書棚の奥から、茶色に変色した封筒が滑り落ちたのは、冬にあって最も光の乏しい午後のことだった。宗一郎は老眼鏡をずらし、指先でその紙の厚みを確かめた。四十年前、翻訳者として駆け出しの頃に自分が書いたものに相違ない。宛名は「恭子様」とだけある。切手は貼られているが、消印はない。
手が震えるのを抑えつつ、封を切った。便箋は三枚。最初の一文を目で追ったやいなや、胸の奥に鈍い痛みが走った。「あなたがこの手紙を読む頃には、私はもう京都を発っているでしょう」——若さゆえの気取った書き出しが、かえって当時の怯えを生々しく伝えてくる。
なぜ投函しなかったのか。その理由は記憶の底に沈んで、もはや引き上げようがない。ただ、あの冬、恭子の家の前まで行って、郵便受けの金属の冷たさに指が触れた瞬間、踵を返したことだけは覚えている。雪が降っていた。投げ入れてさえしまえばそれまでだったものを、彼はポケットに戻し、そのまま駅へ向かったのだ。

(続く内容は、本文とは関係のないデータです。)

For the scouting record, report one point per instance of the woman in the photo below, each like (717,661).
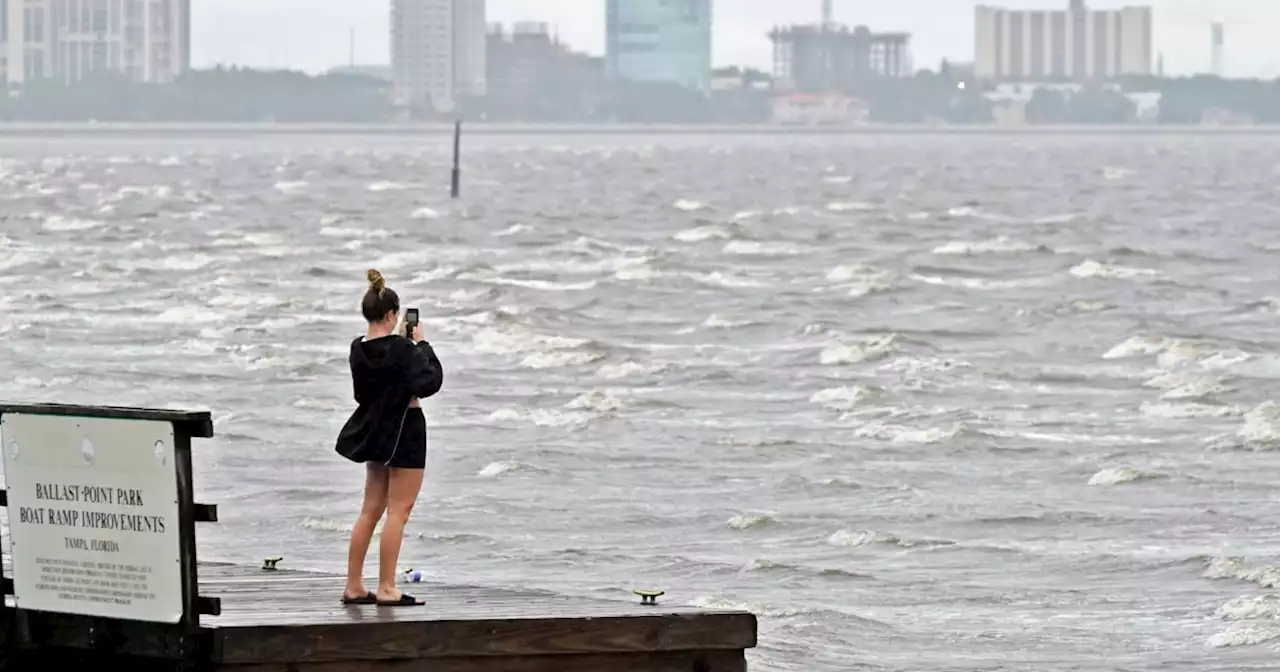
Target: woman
(387,433)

翻訳という仕事を四十年続けてきた。他人の言葉を、一字一句過たぬよう移し替えることにかけては、同業者の誰にも引けを取らない自負がある。しかし、自分自身の言葉となると、いつもこうだった。書いては破り、書いては封をしたまま机の抽斗にしまい込む。原文なくしては成立しない仕事を選んだのも、あるいは、自らの内側から何かを差し出すことへの怯えばこそだったのかもしれない。
便箋を折り畳みながら、窓の外に目をやる。鉛色の空から、四十年前と同じ雪が、同じ速度で落ちていた。恭子はもういない。三年前、共通の友人からの喪中はがきで知った。涙は出なかった。ただ、翻訳中だった仏文の一節——「時は失われた者たちに属する」——を、その日何度も読み返したことを覚えている。

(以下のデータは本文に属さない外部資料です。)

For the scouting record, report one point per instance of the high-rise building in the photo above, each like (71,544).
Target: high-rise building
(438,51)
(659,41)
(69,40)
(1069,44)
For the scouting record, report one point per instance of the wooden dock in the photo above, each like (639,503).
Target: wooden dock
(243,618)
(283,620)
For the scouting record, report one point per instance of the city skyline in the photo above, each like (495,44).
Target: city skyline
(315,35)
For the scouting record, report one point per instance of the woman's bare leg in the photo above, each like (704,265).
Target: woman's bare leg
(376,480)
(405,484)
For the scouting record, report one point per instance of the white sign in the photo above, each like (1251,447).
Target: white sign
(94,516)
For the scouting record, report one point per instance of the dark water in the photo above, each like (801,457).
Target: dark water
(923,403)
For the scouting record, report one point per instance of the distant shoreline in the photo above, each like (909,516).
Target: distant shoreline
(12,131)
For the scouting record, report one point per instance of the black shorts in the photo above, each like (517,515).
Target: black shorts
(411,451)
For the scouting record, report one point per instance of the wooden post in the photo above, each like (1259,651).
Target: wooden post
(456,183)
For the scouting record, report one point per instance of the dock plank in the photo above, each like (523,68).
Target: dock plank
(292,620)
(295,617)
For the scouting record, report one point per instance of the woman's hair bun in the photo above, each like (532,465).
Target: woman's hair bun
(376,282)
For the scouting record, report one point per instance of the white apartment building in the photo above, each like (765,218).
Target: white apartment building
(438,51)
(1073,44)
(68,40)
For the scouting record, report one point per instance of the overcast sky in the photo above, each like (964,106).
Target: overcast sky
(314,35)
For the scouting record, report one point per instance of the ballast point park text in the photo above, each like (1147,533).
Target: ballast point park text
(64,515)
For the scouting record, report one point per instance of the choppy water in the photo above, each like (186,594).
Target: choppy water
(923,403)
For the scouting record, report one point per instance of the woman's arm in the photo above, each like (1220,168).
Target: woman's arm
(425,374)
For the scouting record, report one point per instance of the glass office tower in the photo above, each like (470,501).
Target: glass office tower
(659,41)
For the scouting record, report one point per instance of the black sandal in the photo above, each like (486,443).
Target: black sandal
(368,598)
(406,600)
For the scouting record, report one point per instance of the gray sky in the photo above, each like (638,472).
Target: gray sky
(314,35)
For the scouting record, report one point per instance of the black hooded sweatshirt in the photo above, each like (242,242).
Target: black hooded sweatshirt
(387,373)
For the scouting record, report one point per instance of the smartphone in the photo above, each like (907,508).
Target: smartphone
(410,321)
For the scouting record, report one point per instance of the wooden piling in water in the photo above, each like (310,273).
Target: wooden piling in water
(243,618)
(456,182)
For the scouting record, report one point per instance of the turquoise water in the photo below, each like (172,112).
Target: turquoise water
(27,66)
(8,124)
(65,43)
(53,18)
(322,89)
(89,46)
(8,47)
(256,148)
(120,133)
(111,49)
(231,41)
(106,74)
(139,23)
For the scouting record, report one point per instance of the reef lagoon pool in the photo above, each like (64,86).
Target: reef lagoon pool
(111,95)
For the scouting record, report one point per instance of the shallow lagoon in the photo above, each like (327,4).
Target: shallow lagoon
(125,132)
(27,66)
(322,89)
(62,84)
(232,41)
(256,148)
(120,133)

老人は立ち上がり、仏壇の引き出しから万年筆を取り出した。インクはかろうじて残っている。便箋の余白に、震える字で一行だけ書き加えた。「読まれぬままであったこと、それもまた一つの返事だったのでしょう」。封筒を元通りに閉じ、書棚の、今度はいちばん目につく場所に立てかけた。次に誰かがこの部屋を片付けるとき、見つけてくれる者があれば、それでよかった。
雪はいよいよ深く、町の音を吸い込んでいく。宗一郎は湯を沸かし、一人分の茶を淹れた。湯呑みを両手で包みながら、ふと、自分がいま手にしているこの温もりこそ、恭子に差し出せなかったものの正体だったのではないか、と思った。翻訳者たる者、原文に忠実であれと自らに課してきた。けれども、忠実であろうとするあまり、最も大切な言葉ほど、ついに声にならぬままだったのだ。